The supplement industry is growing worldwide, and despite all their claims of sustainability, fisheries are using unorthodox and unsustainable practices to meet the increased demands. An investigation led by the Environmental Reporting Collective found that catch limits for Antarctic krill increased significantly, and Subarea 48.1 were reached in 69 days, as opposed to an average of 130 days over the last five years.
Overfishing of Antarctic krill can disrupt the natural food chain. Thus, sustainable fish farming practices should be employed by all fisheries to ensure that there is enough food for predators like seals and penguins while simultaneously benefitting the human population as well.
The Negative Impact of Whale Watching
Another important aspect of the aquaculture industry worth discussing is whale watching. It is a lucrative business with an international industry worth more than US$2 billion globally that relies on cetaceans. Despite the economic benefits, studies have shown that whale watching results in behavioural changes in the cetaceans, such as acoustic, surfacing, swimming, and direction. This leads to chronic stress levels that impact overall health. One study also suggests that these short-term changes may reduce reproductive rates, thus, negatively impacting the ecosystem as well.
Whale watching also changes their feeding and resting behaviours, leading to reduced fitness in the long term.
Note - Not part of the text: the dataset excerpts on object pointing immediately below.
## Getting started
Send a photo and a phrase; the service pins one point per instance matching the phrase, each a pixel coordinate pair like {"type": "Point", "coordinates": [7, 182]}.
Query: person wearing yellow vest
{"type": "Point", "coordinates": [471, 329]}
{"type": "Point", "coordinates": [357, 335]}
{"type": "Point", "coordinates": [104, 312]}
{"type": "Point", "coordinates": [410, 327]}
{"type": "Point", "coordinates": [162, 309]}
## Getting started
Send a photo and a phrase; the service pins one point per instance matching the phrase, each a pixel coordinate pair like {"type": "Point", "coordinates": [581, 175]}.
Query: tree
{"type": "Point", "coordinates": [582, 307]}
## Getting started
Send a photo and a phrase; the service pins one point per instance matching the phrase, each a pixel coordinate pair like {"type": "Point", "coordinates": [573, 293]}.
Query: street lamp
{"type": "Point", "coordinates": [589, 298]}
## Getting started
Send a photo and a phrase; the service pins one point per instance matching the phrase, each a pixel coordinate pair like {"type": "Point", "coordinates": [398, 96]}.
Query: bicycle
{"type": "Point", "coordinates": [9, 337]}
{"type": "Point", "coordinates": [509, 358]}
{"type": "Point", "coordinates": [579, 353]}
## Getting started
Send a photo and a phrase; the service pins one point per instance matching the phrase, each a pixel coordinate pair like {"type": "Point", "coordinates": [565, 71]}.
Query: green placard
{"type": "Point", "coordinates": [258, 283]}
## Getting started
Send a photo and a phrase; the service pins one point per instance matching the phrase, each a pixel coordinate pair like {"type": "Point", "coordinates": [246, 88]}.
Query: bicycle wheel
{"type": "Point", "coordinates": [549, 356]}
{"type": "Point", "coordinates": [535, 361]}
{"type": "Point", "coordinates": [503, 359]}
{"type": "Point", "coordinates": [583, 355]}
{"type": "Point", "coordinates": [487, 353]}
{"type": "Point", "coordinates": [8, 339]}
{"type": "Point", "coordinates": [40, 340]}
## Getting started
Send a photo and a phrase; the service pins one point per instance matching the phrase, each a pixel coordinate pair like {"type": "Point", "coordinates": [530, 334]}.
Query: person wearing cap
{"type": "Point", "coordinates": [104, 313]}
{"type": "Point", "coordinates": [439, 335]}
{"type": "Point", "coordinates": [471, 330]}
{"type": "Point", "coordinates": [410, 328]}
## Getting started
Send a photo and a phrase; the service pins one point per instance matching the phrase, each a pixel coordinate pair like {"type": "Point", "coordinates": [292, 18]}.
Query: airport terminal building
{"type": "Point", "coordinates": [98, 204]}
Moreover, research has shown that boat-related sound can “mask” cetacean vocalisations, resulting in them either being unable to communicate or the animals having to increase the volume of their vocalisations, which could prevent important communication related to mating and danger. Thus, more attention should be given to whale watching and how it can be regulated safely.
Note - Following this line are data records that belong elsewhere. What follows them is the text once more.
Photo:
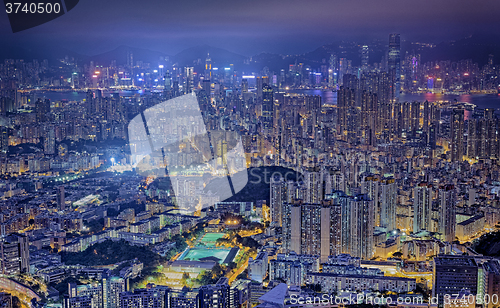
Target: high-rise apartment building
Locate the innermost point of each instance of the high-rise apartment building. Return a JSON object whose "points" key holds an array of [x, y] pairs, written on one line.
{"points": [[422, 207], [14, 253]]}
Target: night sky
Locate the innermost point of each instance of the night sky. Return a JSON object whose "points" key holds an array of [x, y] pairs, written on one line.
{"points": [[253, 26]]}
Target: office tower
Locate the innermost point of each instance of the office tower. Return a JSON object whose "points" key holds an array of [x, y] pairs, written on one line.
{"points": [[93, 291], [364, 57], [332, 71], [5, 300], [207, 87], [447, 212], [426, 116], [394, 66], [330, 229], [357, 225], [42, 108], [183, 299], [457, 134], [310, 229], [77, 302], [244, 85], [486, 134], [215, 295], [112, 288], [4, 139], [259, 86], [370, 186], [49, 141], [151, 297], [188, 79], [350, 81], [368, 116], [278, 196], [293, 227], [387, 199], [422, 207], [453, 274], [167, 87], [89, 102], [346, 107], [61, 201], [432, 136], [472, 138], [15, 256], [314, 184], [258, 267], [267, 107], [208, 68]]}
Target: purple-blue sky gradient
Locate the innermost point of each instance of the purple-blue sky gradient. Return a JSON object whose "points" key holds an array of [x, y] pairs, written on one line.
{"points": [[250, 27]]}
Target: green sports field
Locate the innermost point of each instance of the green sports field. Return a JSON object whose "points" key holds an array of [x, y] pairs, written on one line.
{"points": [[209, 239], [195, 254]]}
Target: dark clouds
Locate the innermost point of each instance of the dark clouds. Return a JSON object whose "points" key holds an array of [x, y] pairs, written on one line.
{"points": [[249, 27]]}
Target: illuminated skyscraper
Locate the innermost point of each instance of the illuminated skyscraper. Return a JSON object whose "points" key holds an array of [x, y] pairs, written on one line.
{"points": [[277, 198], [457, 134], [267, 107], [61, 201], [388, 194], [364, 57], [394, 66], [447, 212], [208, 67], [188, 79], [422, 207]]}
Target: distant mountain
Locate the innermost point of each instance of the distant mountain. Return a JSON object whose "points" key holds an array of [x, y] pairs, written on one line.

In this article, we have discussed the issues related to aquaculture and fish farming that require immediate attention and have explained sustainable practices that can control the outcome. Fish farming has several issues that impact the environment and human health, but with the right tools and resources, we can turn the industry to our mutual benefit, not just for consumption but for health and cardiovascular support. Sustainable fish farming reduces waste, keeps fish healthy, and improves global health outcomes. We hope this article helped!